New documents revealed as part of a US government lawsuit show that some Facebook staff had raised concerns about the data collection practices of Cambridge Analytica well before these were made public. Facebook has issued a response to these new documents trying to downplay these documents, claiming ‘they will cause confusion’ and that there is nothing new being highlighted.
The documents were revealed as part of the ongoing case by the District of Columbia against Facebook for its failure to protect consumers’ private data. They were released on request of the District of Columbia Attorney General.
While the employee names are redacted in the documents, they show the employees discussing the third-party data collection by political consultancy firms, and what should be allowed and what was problematic. The internal correspondence dating back to September 22, 2015 show the staff had doubts about how some political firms were collecting data from the website.
Cambridge Analytica is mentioned as well. The emails note the “largest and most aggressive on the conservative side is Cambridge Analytica, a sketchy (to say the least) data modelling company that has penetrated our market deeply.”
According to The Guardian, which had first reported about this internal discussion in March this year, Facebook staff had raised the issue of improper data collection by firms in September, which would be nearly four months before the December 2015 date, which the company had claimed.
By the time Cambridge Analytica was flagged is as high priority, Guardian had already broken the story and on the email thread it is being discussed as PR issue. The employees note they need to sort this out ASAP. The documents also show how some of these firms were collecting voter data from Facebook. The employees also talk about consultancy firm Nation Builder, and how that was collecting data.
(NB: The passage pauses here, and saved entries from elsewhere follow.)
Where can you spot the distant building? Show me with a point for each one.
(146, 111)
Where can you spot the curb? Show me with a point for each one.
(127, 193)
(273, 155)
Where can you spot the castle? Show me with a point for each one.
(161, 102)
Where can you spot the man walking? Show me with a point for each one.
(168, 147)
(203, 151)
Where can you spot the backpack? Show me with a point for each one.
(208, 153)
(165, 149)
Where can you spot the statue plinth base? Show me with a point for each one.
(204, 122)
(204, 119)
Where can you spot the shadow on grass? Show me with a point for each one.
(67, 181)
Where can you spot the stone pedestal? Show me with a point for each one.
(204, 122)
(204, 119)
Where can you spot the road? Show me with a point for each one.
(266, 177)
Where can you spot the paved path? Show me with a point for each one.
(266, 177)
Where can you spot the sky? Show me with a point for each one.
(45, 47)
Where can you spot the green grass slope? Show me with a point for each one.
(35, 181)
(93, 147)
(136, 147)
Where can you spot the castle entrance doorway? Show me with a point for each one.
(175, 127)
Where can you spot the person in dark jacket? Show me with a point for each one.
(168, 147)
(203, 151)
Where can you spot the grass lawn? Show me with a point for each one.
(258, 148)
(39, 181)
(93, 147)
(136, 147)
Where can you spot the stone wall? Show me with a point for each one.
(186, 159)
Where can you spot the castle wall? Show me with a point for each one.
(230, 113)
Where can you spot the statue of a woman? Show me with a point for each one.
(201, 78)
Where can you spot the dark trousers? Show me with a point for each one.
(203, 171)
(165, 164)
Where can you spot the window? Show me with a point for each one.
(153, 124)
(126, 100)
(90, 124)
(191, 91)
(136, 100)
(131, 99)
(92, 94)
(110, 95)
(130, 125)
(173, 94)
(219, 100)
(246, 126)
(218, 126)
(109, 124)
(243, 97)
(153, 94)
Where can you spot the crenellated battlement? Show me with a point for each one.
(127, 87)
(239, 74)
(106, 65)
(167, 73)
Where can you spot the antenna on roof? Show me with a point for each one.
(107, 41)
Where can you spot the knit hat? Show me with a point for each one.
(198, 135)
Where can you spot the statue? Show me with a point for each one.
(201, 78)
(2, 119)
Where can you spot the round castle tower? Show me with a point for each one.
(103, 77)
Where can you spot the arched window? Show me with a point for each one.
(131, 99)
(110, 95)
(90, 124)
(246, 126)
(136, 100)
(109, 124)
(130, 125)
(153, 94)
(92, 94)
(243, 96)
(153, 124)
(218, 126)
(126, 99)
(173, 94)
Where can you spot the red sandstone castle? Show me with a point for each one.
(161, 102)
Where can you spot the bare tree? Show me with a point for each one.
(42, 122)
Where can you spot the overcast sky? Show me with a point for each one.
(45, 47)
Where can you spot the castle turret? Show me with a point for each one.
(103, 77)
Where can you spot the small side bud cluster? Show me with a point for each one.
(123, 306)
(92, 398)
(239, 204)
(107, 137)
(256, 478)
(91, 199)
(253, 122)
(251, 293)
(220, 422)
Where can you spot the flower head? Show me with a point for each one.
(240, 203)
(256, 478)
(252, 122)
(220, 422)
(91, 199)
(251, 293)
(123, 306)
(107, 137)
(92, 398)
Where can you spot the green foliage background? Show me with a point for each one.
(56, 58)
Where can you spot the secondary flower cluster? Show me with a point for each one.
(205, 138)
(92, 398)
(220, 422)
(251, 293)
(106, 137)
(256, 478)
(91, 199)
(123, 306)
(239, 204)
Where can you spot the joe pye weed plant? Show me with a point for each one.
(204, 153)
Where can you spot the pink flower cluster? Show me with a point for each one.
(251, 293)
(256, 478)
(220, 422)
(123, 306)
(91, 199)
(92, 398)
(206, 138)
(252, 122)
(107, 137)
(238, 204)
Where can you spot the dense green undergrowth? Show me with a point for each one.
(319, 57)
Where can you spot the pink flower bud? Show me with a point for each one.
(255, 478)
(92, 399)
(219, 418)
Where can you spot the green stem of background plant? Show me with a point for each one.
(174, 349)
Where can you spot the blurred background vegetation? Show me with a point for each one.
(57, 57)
In a blog post titled “Document Holds the Potential for Confusion,” Facebook’s vice president and deputy counsel Paul Grewal has said these documents prove nothing new. He added that the company only knew about Aleksandr Kogan, an app developer who sold data in December 2015, as it had initially claimed, and the September 2015 discussion was a different accusation that Cambridge Analytica was improperly scraping profiles.
He claims that the discussion ultimately did not amount to anything. “Facebook was not aware that Kogan sold data to Cambridge Analytica until December 2015. That is a fact that we have testified to under oath, that we have described to our core regulators, and that we stand by today,” reads the blog.